Bütün bu olumsuzluklara rağmen, acil ve etkili önlemler almak bundan böyle en üst düzeyde önceliklidir. Bu konuda tek sorumluluk hissetmesi gerekenler kesinlikle yardım grupları veya uluslararası kuruluşlar değildir. Aksine, tüm ülkeler ve liderler, Yemen halkını, çocukları, bebekleri, kadınları ve yaşlıları kurtarmak için birlikte çalışmalıdırlar. İslam İşbirliği Teşkilatı, hızlı bir şekilde biraraya gelip para toplayabilir ve yardımları organize edebilir. Birleşmiş Milletler ve Dünya Sağlık Örgütü halen birçok uluslararası yardım örgütü ile işbirliği içinde çalışıyor ancak çabaları yeterli olmuyor. Yardımların ve uluslararası bağışların artması ve gerekli yardımların en çok ihtiyaç duyulan yerlere götürülebilmesi için iyi koordine edilmesi şarttır. Çözümsüz geçen her bir günün daha fazla masum çocuğun ve daha fazla masum insanın hayatını kaybetmesi anlamına geldiği unutulmamalıdır.

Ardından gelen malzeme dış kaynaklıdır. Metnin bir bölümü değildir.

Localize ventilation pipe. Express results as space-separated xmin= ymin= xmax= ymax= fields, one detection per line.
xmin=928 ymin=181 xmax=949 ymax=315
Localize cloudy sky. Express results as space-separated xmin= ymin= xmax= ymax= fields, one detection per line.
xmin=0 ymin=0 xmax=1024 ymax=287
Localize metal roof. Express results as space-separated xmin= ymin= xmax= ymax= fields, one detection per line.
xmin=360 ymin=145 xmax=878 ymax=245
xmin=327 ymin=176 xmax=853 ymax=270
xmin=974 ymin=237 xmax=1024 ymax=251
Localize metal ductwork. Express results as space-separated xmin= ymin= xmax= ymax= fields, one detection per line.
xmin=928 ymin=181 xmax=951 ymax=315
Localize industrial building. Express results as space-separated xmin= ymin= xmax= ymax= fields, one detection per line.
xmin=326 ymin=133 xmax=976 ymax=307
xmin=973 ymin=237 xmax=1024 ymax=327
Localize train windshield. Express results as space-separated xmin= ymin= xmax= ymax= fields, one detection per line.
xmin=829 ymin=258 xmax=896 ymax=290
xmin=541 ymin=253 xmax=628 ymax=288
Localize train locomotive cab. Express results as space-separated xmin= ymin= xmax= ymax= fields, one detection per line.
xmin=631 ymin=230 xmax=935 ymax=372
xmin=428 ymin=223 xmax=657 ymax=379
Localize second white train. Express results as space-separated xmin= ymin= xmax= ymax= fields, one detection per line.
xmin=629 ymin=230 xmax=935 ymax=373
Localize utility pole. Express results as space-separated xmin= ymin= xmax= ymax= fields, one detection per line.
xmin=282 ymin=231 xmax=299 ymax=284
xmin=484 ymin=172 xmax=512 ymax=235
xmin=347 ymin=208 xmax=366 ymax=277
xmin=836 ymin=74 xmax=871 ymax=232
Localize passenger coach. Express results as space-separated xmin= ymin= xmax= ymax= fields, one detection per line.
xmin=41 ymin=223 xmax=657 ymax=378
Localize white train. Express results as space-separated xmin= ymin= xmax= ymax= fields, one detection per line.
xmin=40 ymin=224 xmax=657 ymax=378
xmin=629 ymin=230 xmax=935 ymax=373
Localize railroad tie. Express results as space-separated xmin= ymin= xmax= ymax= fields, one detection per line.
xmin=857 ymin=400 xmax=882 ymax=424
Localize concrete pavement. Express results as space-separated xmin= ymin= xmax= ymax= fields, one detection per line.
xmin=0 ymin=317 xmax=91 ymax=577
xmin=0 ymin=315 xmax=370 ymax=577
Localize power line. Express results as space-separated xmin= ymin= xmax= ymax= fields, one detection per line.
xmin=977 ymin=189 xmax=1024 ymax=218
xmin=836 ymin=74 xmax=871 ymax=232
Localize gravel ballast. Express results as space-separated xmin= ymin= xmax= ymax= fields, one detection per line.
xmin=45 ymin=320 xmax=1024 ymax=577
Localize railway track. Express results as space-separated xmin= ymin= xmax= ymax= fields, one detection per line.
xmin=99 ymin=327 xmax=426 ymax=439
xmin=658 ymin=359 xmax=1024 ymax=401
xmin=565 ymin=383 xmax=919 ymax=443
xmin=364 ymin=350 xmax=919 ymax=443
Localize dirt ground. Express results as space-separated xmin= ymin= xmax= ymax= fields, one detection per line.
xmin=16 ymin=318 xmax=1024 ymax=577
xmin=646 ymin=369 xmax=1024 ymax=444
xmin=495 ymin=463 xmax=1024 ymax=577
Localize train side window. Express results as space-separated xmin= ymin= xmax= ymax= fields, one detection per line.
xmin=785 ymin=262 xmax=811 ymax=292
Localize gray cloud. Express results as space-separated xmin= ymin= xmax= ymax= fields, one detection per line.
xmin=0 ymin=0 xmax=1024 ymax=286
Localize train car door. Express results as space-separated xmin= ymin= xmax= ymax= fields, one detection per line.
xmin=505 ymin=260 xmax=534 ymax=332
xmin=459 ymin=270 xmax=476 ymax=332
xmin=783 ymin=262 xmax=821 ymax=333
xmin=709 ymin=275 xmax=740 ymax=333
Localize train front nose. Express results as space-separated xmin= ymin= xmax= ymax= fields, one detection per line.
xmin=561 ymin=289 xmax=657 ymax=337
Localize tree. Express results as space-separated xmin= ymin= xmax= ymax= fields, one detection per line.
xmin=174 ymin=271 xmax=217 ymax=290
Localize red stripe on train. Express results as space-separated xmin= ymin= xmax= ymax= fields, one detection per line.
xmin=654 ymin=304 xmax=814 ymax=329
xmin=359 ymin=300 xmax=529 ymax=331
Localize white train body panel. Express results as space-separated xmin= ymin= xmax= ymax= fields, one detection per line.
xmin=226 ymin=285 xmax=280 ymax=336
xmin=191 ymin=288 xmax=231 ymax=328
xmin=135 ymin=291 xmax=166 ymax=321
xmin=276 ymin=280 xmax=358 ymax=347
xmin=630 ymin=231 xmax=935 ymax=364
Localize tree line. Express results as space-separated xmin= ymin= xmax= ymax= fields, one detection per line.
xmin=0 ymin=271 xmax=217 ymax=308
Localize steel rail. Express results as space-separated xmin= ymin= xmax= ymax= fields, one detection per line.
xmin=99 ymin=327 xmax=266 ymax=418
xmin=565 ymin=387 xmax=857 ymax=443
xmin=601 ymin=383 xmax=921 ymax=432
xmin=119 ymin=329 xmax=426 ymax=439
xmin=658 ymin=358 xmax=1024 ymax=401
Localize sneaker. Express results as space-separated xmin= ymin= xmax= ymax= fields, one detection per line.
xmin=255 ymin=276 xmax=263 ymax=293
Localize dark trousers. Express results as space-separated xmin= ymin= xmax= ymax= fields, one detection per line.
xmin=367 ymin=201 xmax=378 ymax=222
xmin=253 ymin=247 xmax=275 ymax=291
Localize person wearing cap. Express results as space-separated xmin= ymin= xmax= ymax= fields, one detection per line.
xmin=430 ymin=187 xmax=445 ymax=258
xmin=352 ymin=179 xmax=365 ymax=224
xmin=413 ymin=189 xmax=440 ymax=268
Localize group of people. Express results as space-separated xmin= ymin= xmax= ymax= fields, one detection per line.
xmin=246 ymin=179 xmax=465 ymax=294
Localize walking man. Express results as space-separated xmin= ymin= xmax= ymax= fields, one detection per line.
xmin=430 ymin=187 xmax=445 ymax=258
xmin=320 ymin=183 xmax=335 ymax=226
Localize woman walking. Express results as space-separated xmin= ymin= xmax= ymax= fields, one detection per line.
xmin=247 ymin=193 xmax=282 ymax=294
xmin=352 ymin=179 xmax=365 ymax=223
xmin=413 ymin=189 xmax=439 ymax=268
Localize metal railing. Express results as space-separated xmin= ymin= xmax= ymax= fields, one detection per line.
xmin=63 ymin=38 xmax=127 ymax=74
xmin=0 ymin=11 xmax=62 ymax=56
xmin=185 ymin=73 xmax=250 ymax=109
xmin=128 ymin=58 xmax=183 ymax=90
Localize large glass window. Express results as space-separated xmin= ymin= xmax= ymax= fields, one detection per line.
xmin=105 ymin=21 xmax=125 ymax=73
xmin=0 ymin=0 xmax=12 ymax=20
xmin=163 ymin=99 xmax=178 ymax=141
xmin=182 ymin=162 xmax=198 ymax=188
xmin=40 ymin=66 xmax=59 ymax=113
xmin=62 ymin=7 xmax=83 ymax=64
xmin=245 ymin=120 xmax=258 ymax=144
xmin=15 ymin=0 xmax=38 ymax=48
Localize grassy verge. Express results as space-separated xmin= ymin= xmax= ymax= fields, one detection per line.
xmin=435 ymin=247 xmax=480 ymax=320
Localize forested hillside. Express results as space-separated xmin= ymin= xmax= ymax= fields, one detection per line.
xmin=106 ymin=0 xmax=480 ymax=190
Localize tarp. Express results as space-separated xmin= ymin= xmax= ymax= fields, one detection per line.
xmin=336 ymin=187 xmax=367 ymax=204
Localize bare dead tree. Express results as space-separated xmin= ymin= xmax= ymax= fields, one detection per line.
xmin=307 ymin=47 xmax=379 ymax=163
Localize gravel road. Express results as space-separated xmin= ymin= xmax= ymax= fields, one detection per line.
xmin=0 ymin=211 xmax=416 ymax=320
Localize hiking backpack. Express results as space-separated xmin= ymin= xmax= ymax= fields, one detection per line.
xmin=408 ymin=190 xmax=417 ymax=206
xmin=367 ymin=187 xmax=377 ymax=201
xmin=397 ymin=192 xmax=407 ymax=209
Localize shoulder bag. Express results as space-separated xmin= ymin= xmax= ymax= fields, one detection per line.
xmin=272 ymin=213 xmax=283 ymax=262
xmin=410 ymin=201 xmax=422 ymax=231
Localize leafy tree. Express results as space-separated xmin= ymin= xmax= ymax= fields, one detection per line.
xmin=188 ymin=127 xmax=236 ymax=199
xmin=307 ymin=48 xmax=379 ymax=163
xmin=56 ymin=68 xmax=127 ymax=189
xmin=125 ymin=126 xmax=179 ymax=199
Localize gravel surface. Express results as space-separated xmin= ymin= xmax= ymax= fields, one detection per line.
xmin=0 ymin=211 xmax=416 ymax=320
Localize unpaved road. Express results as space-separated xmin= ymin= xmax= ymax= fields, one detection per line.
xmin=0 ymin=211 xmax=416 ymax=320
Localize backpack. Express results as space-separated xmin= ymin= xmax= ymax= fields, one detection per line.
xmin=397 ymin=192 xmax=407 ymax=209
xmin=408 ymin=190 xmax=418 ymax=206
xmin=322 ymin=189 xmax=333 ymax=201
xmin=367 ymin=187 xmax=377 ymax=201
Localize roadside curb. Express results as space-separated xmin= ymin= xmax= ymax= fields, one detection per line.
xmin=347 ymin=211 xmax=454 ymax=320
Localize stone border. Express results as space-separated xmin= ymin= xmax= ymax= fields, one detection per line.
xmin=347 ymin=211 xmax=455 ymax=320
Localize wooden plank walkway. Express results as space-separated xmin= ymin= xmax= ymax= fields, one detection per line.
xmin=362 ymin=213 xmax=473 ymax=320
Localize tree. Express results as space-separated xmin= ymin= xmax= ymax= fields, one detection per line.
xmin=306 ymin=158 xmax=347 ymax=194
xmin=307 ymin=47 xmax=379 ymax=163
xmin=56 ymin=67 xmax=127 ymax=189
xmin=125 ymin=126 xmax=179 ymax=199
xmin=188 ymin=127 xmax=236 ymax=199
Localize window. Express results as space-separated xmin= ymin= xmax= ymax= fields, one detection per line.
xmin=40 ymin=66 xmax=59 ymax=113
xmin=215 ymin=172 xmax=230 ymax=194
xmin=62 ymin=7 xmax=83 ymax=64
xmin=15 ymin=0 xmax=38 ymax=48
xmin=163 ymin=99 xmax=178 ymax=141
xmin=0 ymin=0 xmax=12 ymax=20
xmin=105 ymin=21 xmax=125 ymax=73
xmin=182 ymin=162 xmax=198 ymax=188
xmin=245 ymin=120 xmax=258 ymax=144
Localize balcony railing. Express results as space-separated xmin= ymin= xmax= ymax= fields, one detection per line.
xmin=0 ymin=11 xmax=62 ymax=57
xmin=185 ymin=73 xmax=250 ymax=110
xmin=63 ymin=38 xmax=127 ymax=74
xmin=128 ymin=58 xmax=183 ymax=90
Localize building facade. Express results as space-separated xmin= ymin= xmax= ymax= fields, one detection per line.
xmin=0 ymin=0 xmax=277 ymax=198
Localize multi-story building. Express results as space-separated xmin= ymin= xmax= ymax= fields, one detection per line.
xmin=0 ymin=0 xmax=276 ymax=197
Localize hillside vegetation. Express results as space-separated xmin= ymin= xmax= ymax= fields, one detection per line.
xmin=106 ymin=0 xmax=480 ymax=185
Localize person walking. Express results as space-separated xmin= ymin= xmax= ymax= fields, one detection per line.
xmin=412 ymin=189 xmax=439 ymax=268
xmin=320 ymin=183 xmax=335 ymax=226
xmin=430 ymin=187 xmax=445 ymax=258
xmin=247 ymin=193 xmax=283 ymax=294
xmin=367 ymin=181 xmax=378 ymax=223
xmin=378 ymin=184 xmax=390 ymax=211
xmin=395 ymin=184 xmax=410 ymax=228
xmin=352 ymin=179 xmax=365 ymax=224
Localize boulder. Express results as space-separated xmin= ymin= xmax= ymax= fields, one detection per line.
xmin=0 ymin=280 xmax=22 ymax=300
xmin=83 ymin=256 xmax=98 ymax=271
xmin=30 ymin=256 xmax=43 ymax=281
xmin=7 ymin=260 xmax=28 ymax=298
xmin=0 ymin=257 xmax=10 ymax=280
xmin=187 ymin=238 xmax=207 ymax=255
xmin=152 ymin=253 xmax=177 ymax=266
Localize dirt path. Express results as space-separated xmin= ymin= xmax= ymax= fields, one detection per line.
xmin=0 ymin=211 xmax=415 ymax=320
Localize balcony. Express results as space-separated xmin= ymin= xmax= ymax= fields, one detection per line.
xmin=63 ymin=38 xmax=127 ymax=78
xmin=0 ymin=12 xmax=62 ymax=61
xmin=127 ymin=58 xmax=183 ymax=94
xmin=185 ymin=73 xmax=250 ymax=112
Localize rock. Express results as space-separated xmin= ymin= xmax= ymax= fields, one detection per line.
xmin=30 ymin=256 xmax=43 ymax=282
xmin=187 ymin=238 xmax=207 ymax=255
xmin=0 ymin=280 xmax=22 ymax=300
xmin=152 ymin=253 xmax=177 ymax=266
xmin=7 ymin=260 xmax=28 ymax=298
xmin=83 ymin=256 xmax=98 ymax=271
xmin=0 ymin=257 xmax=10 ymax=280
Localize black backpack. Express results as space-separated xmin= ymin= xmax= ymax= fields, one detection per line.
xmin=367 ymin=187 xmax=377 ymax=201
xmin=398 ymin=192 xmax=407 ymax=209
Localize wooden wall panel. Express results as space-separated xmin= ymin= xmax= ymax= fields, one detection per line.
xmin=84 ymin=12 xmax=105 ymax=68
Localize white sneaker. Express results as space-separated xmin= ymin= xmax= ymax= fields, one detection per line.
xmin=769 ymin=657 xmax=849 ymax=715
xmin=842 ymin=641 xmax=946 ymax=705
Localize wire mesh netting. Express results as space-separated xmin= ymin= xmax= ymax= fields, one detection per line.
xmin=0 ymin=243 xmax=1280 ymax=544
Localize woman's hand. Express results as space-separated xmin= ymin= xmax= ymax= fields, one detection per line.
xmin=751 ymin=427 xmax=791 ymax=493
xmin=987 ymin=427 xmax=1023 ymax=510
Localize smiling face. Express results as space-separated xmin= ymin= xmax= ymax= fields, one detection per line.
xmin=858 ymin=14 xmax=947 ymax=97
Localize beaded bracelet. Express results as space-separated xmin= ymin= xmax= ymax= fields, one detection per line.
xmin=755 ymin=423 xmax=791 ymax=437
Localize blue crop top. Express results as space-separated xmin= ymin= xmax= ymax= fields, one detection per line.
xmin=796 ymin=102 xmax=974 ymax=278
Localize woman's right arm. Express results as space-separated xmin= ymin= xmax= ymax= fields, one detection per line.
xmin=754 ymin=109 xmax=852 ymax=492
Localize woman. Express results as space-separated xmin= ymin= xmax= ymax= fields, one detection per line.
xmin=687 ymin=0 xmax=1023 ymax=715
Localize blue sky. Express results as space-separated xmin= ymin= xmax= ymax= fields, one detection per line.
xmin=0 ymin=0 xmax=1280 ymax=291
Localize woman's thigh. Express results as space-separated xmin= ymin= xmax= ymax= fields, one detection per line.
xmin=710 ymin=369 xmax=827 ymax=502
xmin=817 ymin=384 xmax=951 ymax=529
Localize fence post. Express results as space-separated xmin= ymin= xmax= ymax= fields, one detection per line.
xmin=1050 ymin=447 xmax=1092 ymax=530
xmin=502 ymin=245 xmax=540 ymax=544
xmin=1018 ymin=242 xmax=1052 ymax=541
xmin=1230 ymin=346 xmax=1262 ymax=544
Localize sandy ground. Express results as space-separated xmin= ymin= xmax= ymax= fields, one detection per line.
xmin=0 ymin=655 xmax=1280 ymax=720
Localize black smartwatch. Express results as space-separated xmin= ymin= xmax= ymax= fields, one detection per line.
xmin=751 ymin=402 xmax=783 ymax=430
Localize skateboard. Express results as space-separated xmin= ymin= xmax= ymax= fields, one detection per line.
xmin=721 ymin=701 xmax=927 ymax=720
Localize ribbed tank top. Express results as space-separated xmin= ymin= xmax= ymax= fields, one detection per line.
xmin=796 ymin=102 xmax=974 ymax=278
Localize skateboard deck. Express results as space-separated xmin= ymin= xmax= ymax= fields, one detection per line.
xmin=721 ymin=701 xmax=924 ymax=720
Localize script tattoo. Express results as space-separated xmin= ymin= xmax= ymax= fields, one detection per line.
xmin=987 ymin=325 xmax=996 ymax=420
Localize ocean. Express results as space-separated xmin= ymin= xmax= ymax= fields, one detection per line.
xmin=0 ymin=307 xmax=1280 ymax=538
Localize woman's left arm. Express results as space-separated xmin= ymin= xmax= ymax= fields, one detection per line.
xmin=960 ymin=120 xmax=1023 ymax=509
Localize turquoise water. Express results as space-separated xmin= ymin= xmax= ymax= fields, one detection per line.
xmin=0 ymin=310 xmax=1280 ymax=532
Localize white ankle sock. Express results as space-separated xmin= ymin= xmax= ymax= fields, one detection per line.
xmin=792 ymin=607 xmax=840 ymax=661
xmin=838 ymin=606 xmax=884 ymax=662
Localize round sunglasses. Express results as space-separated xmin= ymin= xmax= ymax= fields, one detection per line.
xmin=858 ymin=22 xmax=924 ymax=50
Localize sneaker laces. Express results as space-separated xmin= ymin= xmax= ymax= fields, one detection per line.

Bunların yanı sıra Müslümanlar olarak Yemenilerin bugün yaşadıkları sıkıntıların kökeninin mezhepsel nefret olduğunu unutmamalıyız. Rabbimiz, kardeşler olarak birleşip birbirimizi sevmemizi emrederken neden Müslümanlar arasında mezhepsel bir bölünme bulunmaktadır? Yüzyıllar ve nesiller boyunca bu yapay ve anlamsız nefret çok sayıda masum insanın hayatına mal olmuş ve onları zayıf görmek isteyenlerin işine gelmiştir. Ancak, bölünmüş Müslümanların diğer mezhep üyeleri ile birleşmek üzere somut adımlar atması için geç kalınmış değildir. Müslümanlar, farklılıklara odaklanmak yerine ortak yönlerini ortaya koyup, büyük bir millet olarak güçlerini birleştirmelidirler. Bu gerçekleştiğinde, sular durulacak ve şartlar hızla değişecektir. Herkes, bugüne kadar şahit olunan yıkım ne kadar şiddetli olmuş olursa olsun, dayanışma ile işlerin nasıl yeniden yoluna girebildiğini hayranlıkla izleyeceklerdir. İşte bu her şeyin yoluna konulması zamanı çoktan gelmiştir.